What had changed? Certainly the gallery's white box matters, and at David Zwirner painting can hardly help looking stranded and polite—even when, like Lisa Yuskavage, it bends over backward to shock. Perhaps, too, the smaller work was just better. I mostly find open-studio weekends a total drag. Still, amid a market in need of established names and rising stars, EFA and Chelsea have a welcome mix of emerging artists, newly established ones, and older ones like Marjorie Welish who fortunately keep plugging away. I apologize that I shall not single out more by name—but I could never fairly review all the studios out there, and you will not have had the chance to see them.
Or perhaps it is getting harder to make great painting, because it is getting harder to make great art. After the "originality of the avant-garde," it is harder even to speak of "greatness" without the quotes. There are still plenty of wonderful artists and exhibitions, but art's expanding field more easily swallows them all. Where Clement Greenberg once asked a medium to be true to itself, now impurity is the point. Not that a cable or clutter of hyperactive installations has chased away the handmade. After way too many art fairs, group shows, and studios, I often wish it had.
Sure, follow the money, but trashing the gallery is already old news. Critics pounced on Dan Colen at Gagosian and the old porno photos of Jeff Koons, because it is now entirely safe to do so. Do I really have to review those shows? No, this is my site, and I do not. Painting was never dead after all. The only trick is that it has come back as much more than painting.
I hesitate to write about a show when I simply cannot find the words. Maybe painting as opposed to conceptual art and mixed media makes it that much harder. For one last example, JJ Peet's still life, like a metronome's ornery shadow and a camera shooting or absorbing light, has the pleasure of Morandi after a night of binge drinking.
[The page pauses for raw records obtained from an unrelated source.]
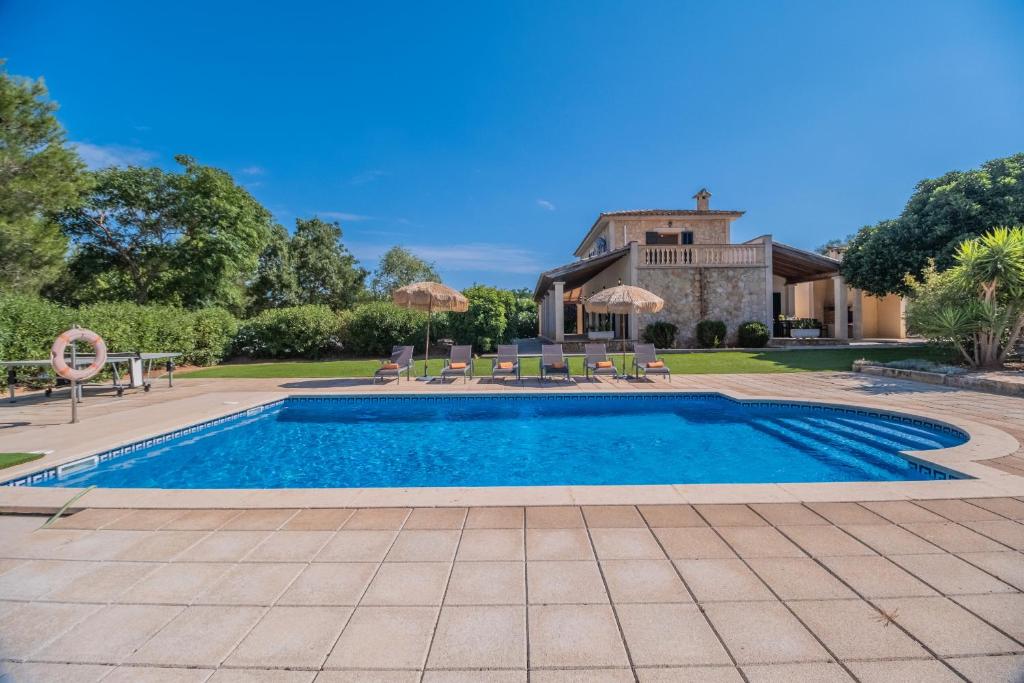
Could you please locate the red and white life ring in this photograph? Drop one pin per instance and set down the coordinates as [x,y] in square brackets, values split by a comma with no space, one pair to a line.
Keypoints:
[61,368]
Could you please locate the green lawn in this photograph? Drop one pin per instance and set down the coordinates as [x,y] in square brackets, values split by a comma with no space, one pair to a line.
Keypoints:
[683,364]
[11,459]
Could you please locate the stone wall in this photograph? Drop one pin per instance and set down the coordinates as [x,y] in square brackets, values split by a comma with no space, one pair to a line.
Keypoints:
[731,295]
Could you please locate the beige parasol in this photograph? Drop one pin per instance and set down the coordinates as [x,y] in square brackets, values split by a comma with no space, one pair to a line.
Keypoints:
[625,299]
[430,297]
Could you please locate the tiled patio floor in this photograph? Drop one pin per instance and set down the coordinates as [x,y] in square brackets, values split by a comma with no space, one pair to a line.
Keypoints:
[896,591]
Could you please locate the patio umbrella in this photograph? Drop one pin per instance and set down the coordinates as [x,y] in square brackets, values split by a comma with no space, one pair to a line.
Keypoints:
[430,297]
[625,299]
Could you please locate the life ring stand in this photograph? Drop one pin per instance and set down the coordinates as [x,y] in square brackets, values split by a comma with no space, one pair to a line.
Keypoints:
[61,368]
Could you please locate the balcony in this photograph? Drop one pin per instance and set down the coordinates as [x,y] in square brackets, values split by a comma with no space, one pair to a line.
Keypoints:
[700,256]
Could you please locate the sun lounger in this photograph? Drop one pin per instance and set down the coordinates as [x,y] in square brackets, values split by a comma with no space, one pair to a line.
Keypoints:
[401,359]
[645,361]
[553,361]
[506,364]
[459,364]
[596,360]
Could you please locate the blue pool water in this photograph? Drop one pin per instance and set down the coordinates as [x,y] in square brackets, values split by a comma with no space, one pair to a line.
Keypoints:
[524,440]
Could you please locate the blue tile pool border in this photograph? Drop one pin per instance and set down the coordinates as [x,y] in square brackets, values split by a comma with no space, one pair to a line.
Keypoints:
[926,468]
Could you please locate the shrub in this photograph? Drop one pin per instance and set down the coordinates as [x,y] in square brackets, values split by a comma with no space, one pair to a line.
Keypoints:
[298,331]
[374,328]
[662,334]
[753,334]
[711,334]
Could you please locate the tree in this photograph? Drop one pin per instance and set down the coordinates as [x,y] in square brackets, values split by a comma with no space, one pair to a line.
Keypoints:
[192,239]
[39,176]
[326,271]
[978,304]
[398,267]
[941,214]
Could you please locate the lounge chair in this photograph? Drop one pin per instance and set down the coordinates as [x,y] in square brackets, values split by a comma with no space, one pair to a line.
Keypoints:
[553,361]
[506,364]
[645,360]
[401,359]
[596,360]
[459,364]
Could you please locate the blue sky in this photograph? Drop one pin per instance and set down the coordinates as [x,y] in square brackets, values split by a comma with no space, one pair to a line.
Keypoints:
[487,136]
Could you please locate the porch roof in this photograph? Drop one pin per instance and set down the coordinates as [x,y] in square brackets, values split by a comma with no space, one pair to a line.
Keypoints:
[798,265]
[578,272]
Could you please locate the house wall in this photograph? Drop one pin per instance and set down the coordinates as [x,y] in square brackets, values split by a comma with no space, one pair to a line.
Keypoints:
[731,295]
I just did not feel that I had enough grasp of his painting in context of his past videos and assemblages. I admired Julia Goldman's "Swimmers," in washes and thicker areas that echo breaking the surface—but I kept worrying that I had not said enough. Wait and see what art demands new words next.
Jennifer Bartlett ran at Pace through February 26, 2011, Yves Oppenheim at Perry Rubenstein through February 12, and Jeremy Gilbert-Rolfe at Alexander Gray through February 12. Odili Donald Odita ran at Jack Shainman through December 23, 2010, Brice Marden at Matthew Marks through December 23, Wallace Whitney at Horton through November 13, Roger White at Rachel Uffner through December 19, Claire Seidl at Lesley Heller through December 19, Suzan Frecon at David Zwirner through October 30, JJ Peet at On Stellar Rays through October 24, and Julia Goldman at Museum 52 through October 14.